This study has been terminated.
(Study was stopped due to low enrollment.)
Sponsor:
Information provided by (Responsible Party):
Anthony Hilliard, Loma Linda University
ClinicalTrials.gov Identifier:
NCT01310517
First received: March 7, 2011
Last updated: October 1, 2014
Last verified: October 2014
  Purpose

The purpose of the study is to directly compare two methods of evaluating heart function at the time of your angiogram. In both methods contrast dye is injected into the main heart chamber during the angiogram while x-ray images are taken. One method uses an automatic power injector to deliver the normal volume of contrast; the other method uses hand injection of very low volume of contrast into the main heart chamber.

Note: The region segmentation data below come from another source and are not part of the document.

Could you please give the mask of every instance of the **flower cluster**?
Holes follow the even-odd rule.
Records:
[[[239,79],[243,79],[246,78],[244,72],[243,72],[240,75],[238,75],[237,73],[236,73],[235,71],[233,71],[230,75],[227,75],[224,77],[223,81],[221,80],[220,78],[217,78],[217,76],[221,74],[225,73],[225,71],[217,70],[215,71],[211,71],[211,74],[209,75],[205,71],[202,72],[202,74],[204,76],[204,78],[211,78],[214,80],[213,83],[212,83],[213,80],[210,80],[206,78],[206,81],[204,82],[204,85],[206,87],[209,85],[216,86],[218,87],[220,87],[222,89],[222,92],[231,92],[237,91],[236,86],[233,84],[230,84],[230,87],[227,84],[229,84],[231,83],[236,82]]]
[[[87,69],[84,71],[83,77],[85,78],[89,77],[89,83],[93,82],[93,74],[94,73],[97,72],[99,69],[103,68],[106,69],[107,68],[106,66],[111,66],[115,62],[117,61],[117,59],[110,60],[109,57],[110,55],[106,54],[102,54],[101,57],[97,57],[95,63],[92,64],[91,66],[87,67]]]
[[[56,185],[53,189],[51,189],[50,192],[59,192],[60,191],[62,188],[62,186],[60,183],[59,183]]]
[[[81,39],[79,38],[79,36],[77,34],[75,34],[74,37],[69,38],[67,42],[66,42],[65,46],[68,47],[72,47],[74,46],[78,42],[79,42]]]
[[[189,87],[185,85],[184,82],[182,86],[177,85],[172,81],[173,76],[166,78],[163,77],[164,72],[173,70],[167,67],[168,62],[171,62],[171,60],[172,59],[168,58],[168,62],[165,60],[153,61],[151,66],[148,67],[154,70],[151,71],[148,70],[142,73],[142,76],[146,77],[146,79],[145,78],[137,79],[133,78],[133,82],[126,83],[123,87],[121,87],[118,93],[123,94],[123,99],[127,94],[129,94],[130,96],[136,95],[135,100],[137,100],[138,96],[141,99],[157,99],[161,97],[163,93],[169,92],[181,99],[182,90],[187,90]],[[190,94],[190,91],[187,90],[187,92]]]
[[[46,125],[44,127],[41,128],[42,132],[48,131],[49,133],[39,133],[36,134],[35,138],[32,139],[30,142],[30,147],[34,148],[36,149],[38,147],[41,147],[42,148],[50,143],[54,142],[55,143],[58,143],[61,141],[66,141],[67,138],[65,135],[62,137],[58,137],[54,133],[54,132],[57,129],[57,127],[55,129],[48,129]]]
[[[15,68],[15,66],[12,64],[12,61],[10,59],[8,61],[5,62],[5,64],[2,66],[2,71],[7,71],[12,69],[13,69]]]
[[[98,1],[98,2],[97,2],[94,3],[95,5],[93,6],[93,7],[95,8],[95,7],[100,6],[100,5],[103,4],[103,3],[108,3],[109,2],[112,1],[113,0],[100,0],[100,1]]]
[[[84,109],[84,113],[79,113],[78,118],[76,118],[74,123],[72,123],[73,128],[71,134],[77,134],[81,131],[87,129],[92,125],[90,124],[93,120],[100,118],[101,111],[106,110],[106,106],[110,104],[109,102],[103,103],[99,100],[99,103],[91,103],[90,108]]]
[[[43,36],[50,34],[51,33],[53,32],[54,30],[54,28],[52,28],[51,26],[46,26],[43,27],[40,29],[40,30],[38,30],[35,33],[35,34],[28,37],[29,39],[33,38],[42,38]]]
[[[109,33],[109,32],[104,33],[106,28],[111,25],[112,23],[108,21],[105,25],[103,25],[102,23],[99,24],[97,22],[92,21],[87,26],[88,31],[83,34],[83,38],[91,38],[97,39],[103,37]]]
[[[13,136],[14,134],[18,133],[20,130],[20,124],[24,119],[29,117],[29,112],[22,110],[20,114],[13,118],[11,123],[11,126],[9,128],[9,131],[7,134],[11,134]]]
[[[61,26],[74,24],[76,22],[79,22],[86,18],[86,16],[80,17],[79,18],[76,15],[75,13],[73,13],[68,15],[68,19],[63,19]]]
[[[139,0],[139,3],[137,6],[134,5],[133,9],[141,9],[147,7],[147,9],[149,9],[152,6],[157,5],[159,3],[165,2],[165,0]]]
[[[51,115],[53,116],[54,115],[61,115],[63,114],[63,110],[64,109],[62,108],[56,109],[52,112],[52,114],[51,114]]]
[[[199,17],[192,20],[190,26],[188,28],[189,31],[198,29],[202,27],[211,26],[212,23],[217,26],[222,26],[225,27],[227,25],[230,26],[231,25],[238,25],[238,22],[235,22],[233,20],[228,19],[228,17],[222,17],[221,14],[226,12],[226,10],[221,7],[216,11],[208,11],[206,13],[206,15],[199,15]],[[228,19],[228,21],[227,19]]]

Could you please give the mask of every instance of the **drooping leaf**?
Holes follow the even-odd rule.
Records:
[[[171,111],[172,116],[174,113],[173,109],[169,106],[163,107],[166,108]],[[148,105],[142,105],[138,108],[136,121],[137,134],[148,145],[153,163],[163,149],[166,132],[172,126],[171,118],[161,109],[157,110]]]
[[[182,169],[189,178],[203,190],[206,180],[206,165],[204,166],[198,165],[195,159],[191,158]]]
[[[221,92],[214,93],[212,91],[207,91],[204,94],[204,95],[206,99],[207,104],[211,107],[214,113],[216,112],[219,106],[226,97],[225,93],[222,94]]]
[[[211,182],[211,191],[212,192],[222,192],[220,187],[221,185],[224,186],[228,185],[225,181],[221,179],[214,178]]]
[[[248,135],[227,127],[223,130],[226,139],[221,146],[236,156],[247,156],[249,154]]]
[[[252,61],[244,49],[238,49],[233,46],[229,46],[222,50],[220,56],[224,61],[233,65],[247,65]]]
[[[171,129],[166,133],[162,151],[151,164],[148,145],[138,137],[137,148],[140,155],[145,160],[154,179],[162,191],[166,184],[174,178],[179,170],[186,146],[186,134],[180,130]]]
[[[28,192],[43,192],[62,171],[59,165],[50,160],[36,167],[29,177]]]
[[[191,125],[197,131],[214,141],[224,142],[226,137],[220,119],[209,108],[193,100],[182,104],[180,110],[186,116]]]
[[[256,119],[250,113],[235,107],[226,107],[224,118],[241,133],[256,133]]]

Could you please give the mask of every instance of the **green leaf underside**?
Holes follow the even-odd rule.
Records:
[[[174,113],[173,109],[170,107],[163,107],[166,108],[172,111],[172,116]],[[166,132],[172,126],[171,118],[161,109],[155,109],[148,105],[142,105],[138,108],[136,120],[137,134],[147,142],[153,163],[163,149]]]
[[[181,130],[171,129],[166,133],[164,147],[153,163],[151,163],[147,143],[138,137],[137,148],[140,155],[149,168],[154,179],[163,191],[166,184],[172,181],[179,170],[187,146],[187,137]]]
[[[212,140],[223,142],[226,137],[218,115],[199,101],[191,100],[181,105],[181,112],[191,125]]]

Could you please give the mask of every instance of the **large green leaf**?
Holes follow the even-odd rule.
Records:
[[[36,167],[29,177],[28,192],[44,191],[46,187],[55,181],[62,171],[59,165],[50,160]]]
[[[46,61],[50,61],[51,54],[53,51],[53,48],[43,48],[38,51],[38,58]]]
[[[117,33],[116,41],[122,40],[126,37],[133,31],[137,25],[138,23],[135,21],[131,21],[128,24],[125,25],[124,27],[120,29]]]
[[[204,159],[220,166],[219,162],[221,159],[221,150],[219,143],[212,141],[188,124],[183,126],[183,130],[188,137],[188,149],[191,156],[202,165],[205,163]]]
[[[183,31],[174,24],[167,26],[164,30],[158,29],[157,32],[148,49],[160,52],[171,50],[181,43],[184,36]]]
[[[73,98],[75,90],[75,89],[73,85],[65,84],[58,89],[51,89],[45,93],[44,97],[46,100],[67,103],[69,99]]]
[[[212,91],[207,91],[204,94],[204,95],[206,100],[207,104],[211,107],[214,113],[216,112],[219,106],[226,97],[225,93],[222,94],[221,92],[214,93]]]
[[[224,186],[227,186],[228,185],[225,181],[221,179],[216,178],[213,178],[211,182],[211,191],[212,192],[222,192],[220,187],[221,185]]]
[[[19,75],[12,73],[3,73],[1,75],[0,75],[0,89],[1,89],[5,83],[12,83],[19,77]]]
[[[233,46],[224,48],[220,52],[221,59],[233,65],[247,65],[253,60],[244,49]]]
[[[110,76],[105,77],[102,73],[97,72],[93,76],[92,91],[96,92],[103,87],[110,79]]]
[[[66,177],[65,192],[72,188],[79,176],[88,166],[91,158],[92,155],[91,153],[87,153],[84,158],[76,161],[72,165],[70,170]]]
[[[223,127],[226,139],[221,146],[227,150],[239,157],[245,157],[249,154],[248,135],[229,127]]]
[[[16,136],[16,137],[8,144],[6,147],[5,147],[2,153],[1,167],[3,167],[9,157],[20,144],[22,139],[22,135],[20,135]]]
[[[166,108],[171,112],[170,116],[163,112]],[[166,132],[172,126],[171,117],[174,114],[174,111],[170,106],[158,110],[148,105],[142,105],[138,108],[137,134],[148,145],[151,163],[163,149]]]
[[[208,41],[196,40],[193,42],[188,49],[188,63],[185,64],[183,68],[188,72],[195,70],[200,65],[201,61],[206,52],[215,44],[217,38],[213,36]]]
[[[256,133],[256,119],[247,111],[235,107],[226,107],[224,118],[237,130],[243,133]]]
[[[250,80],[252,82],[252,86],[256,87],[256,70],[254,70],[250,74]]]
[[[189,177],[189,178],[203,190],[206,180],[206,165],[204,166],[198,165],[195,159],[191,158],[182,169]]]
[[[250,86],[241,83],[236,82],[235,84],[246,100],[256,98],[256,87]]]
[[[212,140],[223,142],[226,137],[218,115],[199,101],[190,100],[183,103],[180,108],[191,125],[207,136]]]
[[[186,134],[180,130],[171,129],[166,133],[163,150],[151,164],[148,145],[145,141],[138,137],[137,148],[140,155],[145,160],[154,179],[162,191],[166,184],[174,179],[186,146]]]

It is hypothesized that hand injection will prove to be an accurate method to estimate ejection fraction (EF) at the time of radial coronary angiography when compared directly to Power LV.


Condition
Heart; Functional Disturbance

Study Type: Observational
Study Design: Observational Model: Case-Only
Time Perspective: Prospective
Official Title: Comparison of Very Low Contrast Volume Hand Injected Ventriculography to Standard Contrast Volume Power Injected Left Ventriculography From the Radial Artery Approach for Estimation of Left Ventricular Ejection Fraction.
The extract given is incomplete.